Stuffed Acorn Squash
 
Prep time
Cook time
Total time
 
Recipe type: Side
Serves: 4
Ingredients
  • 3 small acorn squash
  • 6 Tbsp minced onion
  • 1 garlic clove, minced
  • ¼ cup dairy free margarine such as Earth Balance (or butter if you prefer)
  • 1 tsp salt
  • ¼ tsp freshly ground black pepper
  • ½ tsp ground nutmeg
  • 2 Tbsp soy or coconut cream (I mean the kinds in small cartons usually in the refrigerated case of the produce section. You can also use almond, rice or soy milk. (or light dairy cream if you prefer))
  • Paprika
Instructions
  1. Preheat oven to 400 degrees F.
  2. Cut squashes in half from top to bottom.
  3. Scoop out seeds.
  4. Oil a sheet pan or for really easy clean up, line it with parchment paper.

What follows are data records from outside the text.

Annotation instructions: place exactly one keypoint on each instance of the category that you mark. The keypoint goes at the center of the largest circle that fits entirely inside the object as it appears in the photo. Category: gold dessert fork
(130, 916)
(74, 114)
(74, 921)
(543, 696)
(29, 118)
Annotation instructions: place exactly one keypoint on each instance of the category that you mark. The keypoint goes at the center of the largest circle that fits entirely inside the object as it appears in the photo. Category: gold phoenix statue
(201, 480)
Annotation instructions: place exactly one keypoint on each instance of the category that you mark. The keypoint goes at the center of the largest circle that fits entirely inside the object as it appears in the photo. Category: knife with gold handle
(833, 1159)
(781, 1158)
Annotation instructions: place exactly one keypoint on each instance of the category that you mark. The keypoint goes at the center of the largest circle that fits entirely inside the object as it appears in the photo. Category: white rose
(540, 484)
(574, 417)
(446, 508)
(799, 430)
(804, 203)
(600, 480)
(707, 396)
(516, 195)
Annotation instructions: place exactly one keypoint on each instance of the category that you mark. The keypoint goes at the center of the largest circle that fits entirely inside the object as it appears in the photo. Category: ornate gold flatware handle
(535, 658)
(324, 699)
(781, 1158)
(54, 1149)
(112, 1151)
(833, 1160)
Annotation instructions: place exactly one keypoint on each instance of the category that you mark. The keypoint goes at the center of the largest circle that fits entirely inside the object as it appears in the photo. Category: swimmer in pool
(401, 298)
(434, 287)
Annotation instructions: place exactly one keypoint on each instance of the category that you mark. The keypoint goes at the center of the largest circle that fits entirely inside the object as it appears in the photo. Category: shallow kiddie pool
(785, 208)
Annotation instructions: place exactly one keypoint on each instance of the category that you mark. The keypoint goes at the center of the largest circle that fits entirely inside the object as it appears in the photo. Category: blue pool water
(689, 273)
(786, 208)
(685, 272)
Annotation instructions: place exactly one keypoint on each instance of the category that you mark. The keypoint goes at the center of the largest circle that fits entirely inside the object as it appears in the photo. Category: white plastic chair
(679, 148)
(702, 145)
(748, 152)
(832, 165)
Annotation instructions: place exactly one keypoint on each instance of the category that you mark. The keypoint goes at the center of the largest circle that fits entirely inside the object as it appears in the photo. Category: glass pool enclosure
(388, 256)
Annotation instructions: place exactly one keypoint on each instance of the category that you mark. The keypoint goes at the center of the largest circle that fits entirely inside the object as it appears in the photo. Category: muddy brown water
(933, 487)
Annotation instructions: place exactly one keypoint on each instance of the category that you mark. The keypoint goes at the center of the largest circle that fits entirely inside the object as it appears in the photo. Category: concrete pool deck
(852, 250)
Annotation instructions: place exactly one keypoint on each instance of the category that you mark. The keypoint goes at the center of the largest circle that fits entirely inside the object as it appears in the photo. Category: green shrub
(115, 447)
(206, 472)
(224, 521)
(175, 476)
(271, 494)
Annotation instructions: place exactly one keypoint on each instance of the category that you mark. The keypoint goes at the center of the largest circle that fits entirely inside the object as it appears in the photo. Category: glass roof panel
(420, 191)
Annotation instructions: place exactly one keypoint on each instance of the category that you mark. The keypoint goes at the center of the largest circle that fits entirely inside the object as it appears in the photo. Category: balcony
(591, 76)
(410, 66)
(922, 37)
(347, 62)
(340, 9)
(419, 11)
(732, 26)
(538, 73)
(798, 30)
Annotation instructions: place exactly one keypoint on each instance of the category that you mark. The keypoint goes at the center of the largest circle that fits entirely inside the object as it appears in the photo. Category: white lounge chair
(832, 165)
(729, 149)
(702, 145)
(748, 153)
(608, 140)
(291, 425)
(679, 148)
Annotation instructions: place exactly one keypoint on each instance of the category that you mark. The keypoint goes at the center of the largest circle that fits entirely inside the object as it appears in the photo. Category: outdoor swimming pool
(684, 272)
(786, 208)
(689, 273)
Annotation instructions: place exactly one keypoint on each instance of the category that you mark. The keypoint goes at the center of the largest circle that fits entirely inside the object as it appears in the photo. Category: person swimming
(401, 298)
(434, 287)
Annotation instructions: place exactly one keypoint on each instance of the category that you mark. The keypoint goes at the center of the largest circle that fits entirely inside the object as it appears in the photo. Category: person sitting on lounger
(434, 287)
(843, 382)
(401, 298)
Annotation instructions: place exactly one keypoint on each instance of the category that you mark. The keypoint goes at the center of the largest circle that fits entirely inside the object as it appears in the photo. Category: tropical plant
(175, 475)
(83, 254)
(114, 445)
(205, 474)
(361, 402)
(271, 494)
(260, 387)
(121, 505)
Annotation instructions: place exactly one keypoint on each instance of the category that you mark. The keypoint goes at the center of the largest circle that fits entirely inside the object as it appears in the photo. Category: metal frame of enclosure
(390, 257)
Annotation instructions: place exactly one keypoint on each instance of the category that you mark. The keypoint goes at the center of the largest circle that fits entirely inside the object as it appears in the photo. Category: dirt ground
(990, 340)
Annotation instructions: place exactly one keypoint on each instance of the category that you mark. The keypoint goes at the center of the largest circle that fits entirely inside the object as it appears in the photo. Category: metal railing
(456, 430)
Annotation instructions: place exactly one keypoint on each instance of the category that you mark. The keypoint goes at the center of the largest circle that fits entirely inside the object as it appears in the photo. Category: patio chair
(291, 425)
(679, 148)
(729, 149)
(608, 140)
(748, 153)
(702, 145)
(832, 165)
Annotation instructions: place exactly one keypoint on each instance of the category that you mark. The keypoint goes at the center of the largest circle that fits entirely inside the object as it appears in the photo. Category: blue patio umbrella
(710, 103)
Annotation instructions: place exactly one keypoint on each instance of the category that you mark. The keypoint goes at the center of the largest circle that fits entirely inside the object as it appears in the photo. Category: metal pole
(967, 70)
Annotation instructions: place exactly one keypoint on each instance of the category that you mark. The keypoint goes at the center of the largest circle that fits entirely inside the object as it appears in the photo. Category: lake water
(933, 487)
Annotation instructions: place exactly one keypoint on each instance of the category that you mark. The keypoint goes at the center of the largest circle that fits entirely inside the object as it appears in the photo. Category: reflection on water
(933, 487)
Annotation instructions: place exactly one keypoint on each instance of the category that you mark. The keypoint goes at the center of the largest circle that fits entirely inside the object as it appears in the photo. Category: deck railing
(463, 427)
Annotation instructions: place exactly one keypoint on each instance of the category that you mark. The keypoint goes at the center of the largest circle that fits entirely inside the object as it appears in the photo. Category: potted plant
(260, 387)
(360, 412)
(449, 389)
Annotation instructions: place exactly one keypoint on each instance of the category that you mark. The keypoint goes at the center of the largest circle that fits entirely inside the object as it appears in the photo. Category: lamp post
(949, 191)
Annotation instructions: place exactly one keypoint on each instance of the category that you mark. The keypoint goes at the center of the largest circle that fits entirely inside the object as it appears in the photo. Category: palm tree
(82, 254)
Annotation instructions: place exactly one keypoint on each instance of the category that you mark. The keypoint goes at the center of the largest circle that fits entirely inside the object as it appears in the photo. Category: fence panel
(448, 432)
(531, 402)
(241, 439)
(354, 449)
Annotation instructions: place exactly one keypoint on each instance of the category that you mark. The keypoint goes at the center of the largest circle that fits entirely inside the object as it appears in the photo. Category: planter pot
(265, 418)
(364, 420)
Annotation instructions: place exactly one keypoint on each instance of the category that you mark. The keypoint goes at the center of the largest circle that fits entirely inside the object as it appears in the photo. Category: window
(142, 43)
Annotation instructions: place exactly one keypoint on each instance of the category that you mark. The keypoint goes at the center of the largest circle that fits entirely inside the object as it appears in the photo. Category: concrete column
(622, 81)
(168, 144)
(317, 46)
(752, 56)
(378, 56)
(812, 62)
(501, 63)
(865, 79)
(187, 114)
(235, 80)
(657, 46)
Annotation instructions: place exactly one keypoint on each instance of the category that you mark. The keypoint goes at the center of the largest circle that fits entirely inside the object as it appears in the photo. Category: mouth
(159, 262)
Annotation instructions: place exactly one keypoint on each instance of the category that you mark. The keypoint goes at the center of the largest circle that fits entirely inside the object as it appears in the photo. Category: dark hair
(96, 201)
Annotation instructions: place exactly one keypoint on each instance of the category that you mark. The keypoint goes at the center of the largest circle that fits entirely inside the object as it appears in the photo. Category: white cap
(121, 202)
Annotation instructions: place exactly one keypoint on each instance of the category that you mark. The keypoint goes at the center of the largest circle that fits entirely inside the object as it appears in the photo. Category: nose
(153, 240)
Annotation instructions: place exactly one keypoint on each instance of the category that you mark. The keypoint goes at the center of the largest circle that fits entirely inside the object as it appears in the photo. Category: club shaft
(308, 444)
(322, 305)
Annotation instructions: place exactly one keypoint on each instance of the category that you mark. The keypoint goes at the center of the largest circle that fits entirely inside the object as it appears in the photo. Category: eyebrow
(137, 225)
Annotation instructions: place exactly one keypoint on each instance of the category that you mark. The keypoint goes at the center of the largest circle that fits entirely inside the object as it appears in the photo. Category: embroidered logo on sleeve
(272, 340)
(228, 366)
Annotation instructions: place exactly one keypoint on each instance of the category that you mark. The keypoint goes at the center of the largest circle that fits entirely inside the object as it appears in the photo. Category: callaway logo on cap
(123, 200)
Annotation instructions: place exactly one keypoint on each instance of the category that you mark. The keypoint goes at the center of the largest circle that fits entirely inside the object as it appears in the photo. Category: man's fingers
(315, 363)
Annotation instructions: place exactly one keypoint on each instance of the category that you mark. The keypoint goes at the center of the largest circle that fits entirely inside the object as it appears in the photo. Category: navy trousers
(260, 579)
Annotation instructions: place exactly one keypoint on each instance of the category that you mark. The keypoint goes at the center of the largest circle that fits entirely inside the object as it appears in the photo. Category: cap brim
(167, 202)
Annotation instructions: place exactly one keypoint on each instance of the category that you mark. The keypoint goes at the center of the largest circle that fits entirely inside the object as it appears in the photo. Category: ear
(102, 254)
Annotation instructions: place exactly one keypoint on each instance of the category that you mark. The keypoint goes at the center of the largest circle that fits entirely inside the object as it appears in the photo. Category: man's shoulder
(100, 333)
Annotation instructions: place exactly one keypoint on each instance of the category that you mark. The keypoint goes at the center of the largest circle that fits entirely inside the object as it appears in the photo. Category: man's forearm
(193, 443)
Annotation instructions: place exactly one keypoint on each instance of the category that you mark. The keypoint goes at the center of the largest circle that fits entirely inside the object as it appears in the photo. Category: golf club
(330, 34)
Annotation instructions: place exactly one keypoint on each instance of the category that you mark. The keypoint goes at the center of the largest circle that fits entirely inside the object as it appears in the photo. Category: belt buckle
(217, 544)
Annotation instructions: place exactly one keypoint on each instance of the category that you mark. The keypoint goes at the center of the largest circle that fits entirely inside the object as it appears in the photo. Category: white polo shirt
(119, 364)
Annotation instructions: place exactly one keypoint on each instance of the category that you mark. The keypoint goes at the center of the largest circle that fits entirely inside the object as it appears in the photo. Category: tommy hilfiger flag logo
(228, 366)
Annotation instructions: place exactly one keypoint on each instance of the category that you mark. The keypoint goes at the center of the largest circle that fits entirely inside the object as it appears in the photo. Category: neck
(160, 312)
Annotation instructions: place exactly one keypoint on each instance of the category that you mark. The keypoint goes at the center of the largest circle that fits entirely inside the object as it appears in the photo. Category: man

  5. Place the squashes cut side down and bake about 30 minutes until they can be pierced fairly easily with a fork. Let cool enough to handle them.
  6. Meanwhile, sauté the onion in the margarine until translucent but not browned.
  7. Add the minced garlic and sauté just until the aroma comes and then take off the heat.
  8. Scoop the squash out of the shells into a large bowl, being careful not to damage the shells. Reserve 4 shells.
  9. Mash the squash with a potato masher or fork. You want to leave a little texture to it.
  10. Mix in the onion mixture, salt, pepper, nutmeg and cream.
  11. Spoon filling into the 4 shells and sprinkle with paprika.
  12. At this point you can keep the squash warm in a 200 degree F oven or let them cool and microwave them to reheat before broiling.
  13. Broil about 10 minutes until surface browns a bit and serve.